Fernando Correia, dirigente do SIPE, estimou à Lusa que, por causa destanuance, o acordo abrangerá dez mil enfermeiros, e não os 11 mil anunciados pelo ministro da Saúde, Paulo Macedo. O presidente do SE, José Azevedo, afirma ao PÚBLICO que “ninguém sabe quantos” serão os profissionais beneficiados.
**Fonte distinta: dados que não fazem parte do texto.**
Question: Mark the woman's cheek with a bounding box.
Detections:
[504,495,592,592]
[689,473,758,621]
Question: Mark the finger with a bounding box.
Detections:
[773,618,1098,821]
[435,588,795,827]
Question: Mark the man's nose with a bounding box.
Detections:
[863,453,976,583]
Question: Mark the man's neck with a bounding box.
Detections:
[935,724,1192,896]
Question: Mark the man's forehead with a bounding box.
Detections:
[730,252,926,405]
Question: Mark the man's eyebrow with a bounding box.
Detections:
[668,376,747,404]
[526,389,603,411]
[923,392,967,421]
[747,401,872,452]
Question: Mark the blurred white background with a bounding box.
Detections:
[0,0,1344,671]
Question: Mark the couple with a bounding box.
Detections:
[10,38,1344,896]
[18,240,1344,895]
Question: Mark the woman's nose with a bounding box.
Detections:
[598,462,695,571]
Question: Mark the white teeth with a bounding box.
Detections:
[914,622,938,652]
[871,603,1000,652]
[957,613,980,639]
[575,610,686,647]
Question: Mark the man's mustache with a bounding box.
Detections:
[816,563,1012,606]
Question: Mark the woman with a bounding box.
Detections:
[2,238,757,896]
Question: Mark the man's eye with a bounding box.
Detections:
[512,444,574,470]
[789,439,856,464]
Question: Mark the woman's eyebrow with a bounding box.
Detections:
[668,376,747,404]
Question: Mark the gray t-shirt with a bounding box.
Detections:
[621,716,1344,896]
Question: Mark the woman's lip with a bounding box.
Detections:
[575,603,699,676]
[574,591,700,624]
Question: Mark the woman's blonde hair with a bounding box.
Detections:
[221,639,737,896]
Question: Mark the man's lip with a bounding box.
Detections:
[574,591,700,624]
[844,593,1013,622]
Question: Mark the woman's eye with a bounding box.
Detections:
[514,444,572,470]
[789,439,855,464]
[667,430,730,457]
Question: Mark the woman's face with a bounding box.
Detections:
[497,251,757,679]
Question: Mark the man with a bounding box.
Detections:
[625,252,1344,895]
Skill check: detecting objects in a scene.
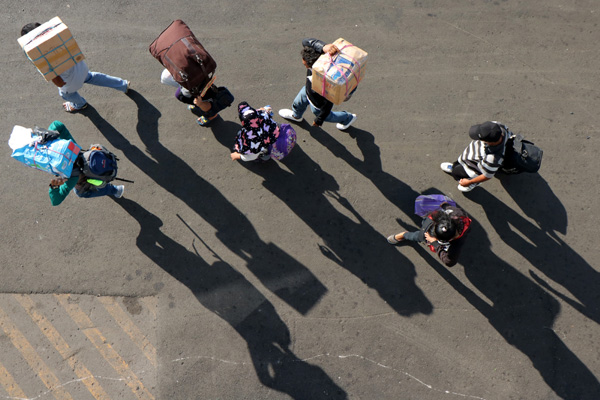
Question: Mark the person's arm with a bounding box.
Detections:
[437,236,465,267]
[48,121,77,143]
[48,121,79,206]
[313,101,333,126]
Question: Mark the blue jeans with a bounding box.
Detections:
[75,183,117,199]
[58,71,127,108]
[292,86,352,125]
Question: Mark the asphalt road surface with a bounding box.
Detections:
[0,0,600,400]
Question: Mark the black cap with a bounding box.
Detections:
[469,121,502,143]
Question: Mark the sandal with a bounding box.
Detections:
[388,232,405,244]
[196,115,219,127]
[63,101,87,113]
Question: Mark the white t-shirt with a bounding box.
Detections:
[59,61,90,93]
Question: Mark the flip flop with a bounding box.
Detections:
[63,101,87,113]
[196,115,219,127]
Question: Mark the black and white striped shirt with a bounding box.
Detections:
[458,121,512,179]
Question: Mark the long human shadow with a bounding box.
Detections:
[469,174,600,323]
[400,193,600,400]
[308,126,420,215]
[213,122,432,316]
[85,90,327,314]
[114,198,347,400]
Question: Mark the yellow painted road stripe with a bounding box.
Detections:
[98,297,156,367]
[14,294,110,400]
[0,308,73,400]
[54,294,154,400]
[0,364,27,399]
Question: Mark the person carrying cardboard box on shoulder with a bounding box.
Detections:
[279,39,356,131]
[19,18,130,113]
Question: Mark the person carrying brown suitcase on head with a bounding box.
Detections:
[149,20,234,126]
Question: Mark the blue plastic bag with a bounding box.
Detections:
[415,194,456,217]
[11,139,81,178]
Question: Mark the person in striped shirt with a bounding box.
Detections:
[440,121,512,192]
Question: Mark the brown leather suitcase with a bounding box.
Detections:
[148,19,217,95]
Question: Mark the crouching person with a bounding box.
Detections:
[387,203,471,267]
[48,121,124,206]
[231,101,279,162]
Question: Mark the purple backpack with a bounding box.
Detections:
[415,194,456,217]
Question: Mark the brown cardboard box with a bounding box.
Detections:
[312,38,368,104]
[17,17,85,81]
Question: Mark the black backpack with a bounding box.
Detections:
[71,144,119,189]
[502,135,544,174]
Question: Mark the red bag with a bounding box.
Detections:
[148,19,217,95]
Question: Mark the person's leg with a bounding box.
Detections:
[75,183,119,199]
[325,111,353,125]
[58,88,87,109]
[451,161,471,181]
[292,86,310,118]
[85,71,129,93]
[404,230,425,242]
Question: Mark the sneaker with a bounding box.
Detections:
[458,183,480,192]
[279,108,302,122]
[388,232,404,244]
[115,185,125,199]
[335,114,356,131]
[440,163,452,174]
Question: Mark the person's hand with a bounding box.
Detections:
[323,43,340,56]
[425,232,437,244]
[50,177,67,188]
[52,75,66,87]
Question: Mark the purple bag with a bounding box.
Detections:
[415,194,456,217]
[271,124,296,160]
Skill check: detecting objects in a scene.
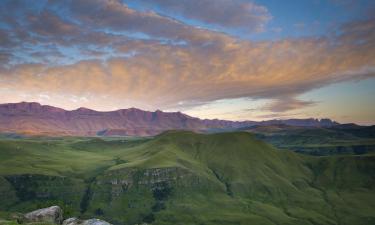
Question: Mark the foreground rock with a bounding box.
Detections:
[63,218,112,225]
[24,206,63,224]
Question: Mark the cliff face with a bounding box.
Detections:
[0,102,335,136]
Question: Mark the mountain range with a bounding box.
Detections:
[0,102,339,136]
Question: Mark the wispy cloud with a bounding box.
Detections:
[0,0,375,116]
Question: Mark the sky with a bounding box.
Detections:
[0,0,375,125]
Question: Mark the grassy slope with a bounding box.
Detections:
[248,126,375,155]
[0,132,375,224]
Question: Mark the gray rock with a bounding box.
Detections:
[24,206,63,224]
[83,219,112,225]
[62,217,83,225]
[63,218,112,225]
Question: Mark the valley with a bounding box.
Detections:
[0,131,375,225]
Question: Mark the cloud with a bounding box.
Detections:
[0,0,375,113]
[134,0,272,33]
[263,96,316,113]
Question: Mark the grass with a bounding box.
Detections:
[0,131,375,225]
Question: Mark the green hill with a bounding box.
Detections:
[0,131,375,225]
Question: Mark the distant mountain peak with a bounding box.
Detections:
[0,102,344,136]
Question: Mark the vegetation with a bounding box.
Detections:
[0,131,375,225]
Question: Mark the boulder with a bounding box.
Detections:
[62,217,83,225]
[63,218,112,225]
[24,206,63,224]
[83,219,112,225]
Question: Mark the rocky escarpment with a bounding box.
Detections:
[0,167,210,225]
[7,206,111,225]
[0,102,337,136]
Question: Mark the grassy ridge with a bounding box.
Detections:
[0,131,375,225]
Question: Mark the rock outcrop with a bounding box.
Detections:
[63,218,111,225]
[24,206,63,224]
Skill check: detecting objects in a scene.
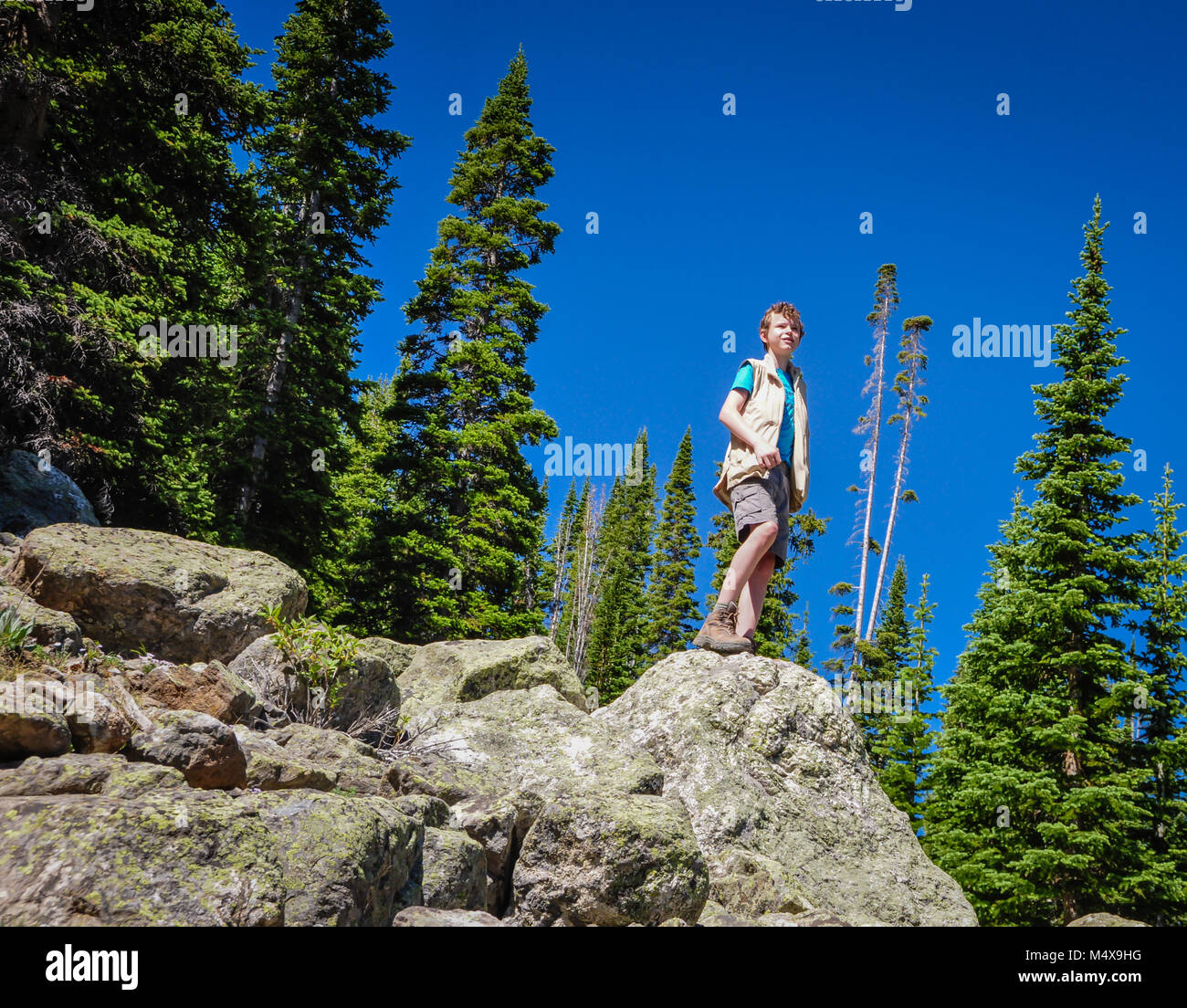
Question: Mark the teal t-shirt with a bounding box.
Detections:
[732,361,795,464]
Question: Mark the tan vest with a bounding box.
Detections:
[713,351,810,514]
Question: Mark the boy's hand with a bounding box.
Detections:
[754,440,783,469]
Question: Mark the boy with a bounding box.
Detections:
[693,301,808,654]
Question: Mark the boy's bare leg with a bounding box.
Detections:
[737,553,775,640]
[717,521,779,607]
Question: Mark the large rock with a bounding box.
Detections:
[0,450,99,535]
[508,792,709,926]
[591,651,977,926]
[234,724,339,791]
[0,677,70,761]
[9,525,306,663]
[0,584,82,653]
[0,788,422,926]
[392,907,502,928]
[420,826,487,910]
[0,752,189,798]
[226,634,309,711]
[392,678,708,924]
[1067,913,1150,928]
[396,636,585,719]
[240,791,424,928]
[359,637,420,678]
[268,724,396,798]
[121,659,257,724]
[126,710,247,788]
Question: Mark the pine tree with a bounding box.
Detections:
[0,0,260,539]
[926,197,1164,924]
[852,262,898,664]
[555,479,606,683]
[794,604,814,671]
[878,573,938,833]
[647,427,703,663]
[393,50,561,637]
[586,428,656,703]
[539,478,577,640]
[1129,466,1187,925]
[234,0,411,569]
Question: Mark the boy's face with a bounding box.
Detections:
[760,315,800,354]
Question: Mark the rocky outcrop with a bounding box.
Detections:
[229,635,400,731]
[126,710,247,787]
[0,752,189,798]
[0,551,982,928]
[392,907,502,928]
[359,637,420,678]
[1067,913,1150,928]
[396,636,585,717]
[0,584,82,654]
[593,651,977,926]
[0,450,99,535]
[120,659,257,724]
[9,525,306,663]
[234,724,339,791]
[0,788,423,926]
[393,678,709,925]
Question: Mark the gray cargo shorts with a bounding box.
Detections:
[730,462,791,570]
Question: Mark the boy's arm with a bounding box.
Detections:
[717,388,783,469]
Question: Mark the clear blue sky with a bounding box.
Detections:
[228,0,1187,698]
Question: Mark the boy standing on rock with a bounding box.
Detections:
[692,301,808,654]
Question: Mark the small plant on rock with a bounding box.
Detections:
[0,605,33,653]
[264,606,359,728]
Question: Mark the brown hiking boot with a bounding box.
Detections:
[692,602,751,654]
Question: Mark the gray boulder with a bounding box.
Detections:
[392,685,709,925]
[359,637,420,678]
[591,651,977,926]
[0,677,70,761]
[268,724,396,798]
[0,450,99,535]
[0,584,82,653]
[0,752,189,798]
[0,788,422,926]
[392,907,502,928]
[396,636,585,719]
[126,710,247,788]
[420,826,487,909]
[233,724,339,791]
[9,525,306,663]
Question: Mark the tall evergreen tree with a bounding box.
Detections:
[878,573,938,833]
[926,197,1163,924]
[391,50,561,637]
[851,262,898,664]
[647,427,701,663]
[586,428,656,703]
[0,0,260,538]
[236,0,410,569]
[866,315,932,640]
[1129,466,1187,925]
[794,604,814,669]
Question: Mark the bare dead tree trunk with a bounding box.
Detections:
[565,494,605,683]
[866,316,930,641]
[549,503,576,640]
[851,292,891,665]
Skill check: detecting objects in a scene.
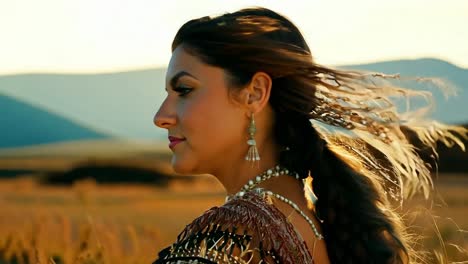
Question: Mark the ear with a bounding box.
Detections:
[243,72,272,116]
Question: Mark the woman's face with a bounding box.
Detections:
[154,46,249,174]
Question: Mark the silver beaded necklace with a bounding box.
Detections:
[226,165,323,240]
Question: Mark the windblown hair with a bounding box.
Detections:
[172,8,467,263]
Os enfermeiros que iniciam a carreira na função pública ganham cerca de 1200 euros, enquanto os que têm contratos individuais de trabalho nos hospitais do sector empresarial (os EPE) recebem 1020 euros, esclarece o dirigente, para quem é claro que só os sindicalizados podem ser abrangidos pelo novo acordo, “é isso mesmo que está escrito na acta”. De fora do acordo, acrescenta, ficam ainda os profissionais que trabalham nos hospitais geridos em parceria público-privada (PPP), como é o caso do de Braga, Loures, Vila Franca de Xira e Cascais.

Na acta do acordo assinado, estipula-se que este se aplica a todos os filiados nas associações sindicais outorgantes. José Azevedo diz que a taxa de sindicalização é actualmente muito baixa e acredita que este acordo poderá levar muitos enfermeiros a tornaram-se sócios. “Hoje já chegaram [ao SE] dezenas de sindicalizações”, diz.

Na terça-feira, o ministro da Saúde anunciou que este acordo implicará a revisão, a partir de Novembro, dos vencimentos de 11 mil enfermeiros, e que vai representar uma despesa de cerca de 11 milhões de euros. Após a assinatura do acordo, o SEP desconvocou várias greves agendadas para este mês.